You are probably more used to total differentiability of $g$ at $z_0$ being characterised by the existence of a real-linear map $L \colon \mathbb{C}\to \mathbb{R}$ such that
$$g(z) - g(z_0) - L(z-z_0) \in o(\lvert z-z_0\rvert).\tag{2}$$
The existence of a representation $(1)$ implies $(2)$, by setting $L(w) = \Delta_1(z_0)\cdot u + \Delta_2(z_0)\cdot v$, with $u = \operatorname{Re} w$, $v = \operatorname{Im} w$, since by continuity of $\Delta_k$ at $z_0$, for every $\varepsilon > 0$ there is a $\delta > 0$ such that $\lvert \Delta_k(z) - \Delta_k(z_0)\rvert \leqslant \varepsilon$ for $\lvert z-z_0\rvert \leqslant \delta$, and thus
\begin{align} \lvert g(z) - g(z_0) - L(z-z_0)\rvert &= \bigl\lvert\bigl(\Delta_1(z) - \Delta_1(z_0)\bigr)(x-x_0) + \bigl(\Delta_2(z) - \Delta_2(z_0)\bigr)(y-y_0)\bigr\rvert\\ &\leqslant \lvert\Delta_1(z) - \Delta_1(z_0)\rvert\cdot\lvert x-x_0\rvert + \lvert \Delta_2(z) - \Delta_2(z_0)\rvert\cdot\lvert y-y_0\rvert\\ &\leqslant \varepsilon\cdot(\lvert x-x_0\rvert + \lvert y-y_0\rvert)\\ &\leqslant \varepsilon\sqrt{2}\cdot \lvert z-z_0\rvert. \end{align}
Conversely, if we have $(2)$, we can define
$$\mathrm{E}(z) = \begin{cases}\dfrac{g(z) - g(z_0) - L(z-z_0)}{z - z_0} &, z \neq z_0 \\ \qquad\qquad 0 &, z = z_0 \end{cases},$$
which is continuous at $z_0$ by $(2)$, and set
\begin{align} \tilde{\Delta}_1(z) &= \frac{\partial g}{\partial x}(z_0) + \mathrm{E}(z),\\ \tilde{\Delta}_2(z) &= \frac{\partial g}{\partial y}(z_0) + i\mathrm{E}(z), \end{align}
using $L(z-z_0) = \frac{\partial g}{\partial x}(z_0)\cdot (x-x_0) + \frac{\partial g}{\partial y}(z_0)\cdot (y-y_0)$. Then $\tilde{\Delta}_k$ is continuous at $z_0$, and we have the representation
$$g(z) = g(z_0) + \tilde{\Delta}_1(z)(x-x_0) + \tilde{\Delta}_2(z)(y-y_0).$$
That's almost the representation $(1)$, only the $\tilde{\Delta}_k$ are in general not real-valued.

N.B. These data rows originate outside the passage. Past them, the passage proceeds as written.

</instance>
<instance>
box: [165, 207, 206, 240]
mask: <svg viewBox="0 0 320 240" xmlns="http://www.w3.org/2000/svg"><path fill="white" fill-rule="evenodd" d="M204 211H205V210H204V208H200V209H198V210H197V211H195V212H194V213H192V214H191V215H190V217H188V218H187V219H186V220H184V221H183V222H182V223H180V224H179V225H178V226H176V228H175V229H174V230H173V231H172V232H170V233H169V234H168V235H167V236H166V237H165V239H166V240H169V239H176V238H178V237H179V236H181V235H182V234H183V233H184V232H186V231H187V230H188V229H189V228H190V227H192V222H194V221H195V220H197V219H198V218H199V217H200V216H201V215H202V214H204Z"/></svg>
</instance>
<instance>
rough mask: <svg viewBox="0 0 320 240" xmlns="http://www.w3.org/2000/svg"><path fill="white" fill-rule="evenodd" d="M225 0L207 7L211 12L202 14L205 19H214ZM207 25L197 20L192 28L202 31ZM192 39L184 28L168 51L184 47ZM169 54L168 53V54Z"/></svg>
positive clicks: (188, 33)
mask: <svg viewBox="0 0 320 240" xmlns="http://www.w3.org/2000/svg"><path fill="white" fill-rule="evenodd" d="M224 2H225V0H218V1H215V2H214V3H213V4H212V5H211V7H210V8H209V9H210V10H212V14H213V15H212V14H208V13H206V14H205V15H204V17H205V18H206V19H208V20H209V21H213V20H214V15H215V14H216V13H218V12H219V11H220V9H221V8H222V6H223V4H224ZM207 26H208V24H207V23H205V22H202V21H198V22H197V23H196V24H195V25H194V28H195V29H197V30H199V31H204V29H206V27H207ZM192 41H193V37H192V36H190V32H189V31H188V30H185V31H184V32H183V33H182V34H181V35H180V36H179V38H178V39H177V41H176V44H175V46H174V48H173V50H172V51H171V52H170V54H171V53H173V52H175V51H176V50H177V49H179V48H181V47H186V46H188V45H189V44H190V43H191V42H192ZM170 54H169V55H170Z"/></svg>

Small problem, taking $\Delta_k(z) = \operatorname{Re} \tilde{\Delta}_k(z)$ gives us $(1)$.
Thus we have seen that $(1)$ is equivalent to the more common definition of total differentiability by the existence of a linear approximation.
Concerning the continuity of
$$\Delta_1^{y_0}(x) + \frac{g(x,y) - g(x_0,y)}{x-x_0}$$
at $z_0$, that is unproblematic if $g$ has continuous partial derivatives in a neighbourhood of $z_0$, but if $g$ is merely (totally) differentiable at $z_0$ and behaves badly elsewhere, it need not be the case that that particular choice of $\Delta_k$ works. If for example
$$g(x+iy) = \begin{cases} 0 &, x \neq y^3 \\ y^2 &, x = y^3\end{cases}$$
and $z_0 = 0$, $\Delta_1^{y_0}(x) \equiv 0$, and on the curve $x = y^3$ we have
$$\frac{g(y^3,y) - g(0,y)}{y^3-0} = \frac{1}{y}$$
for $y\neq 0$, which is unbounded in any neighbourhood of $0$.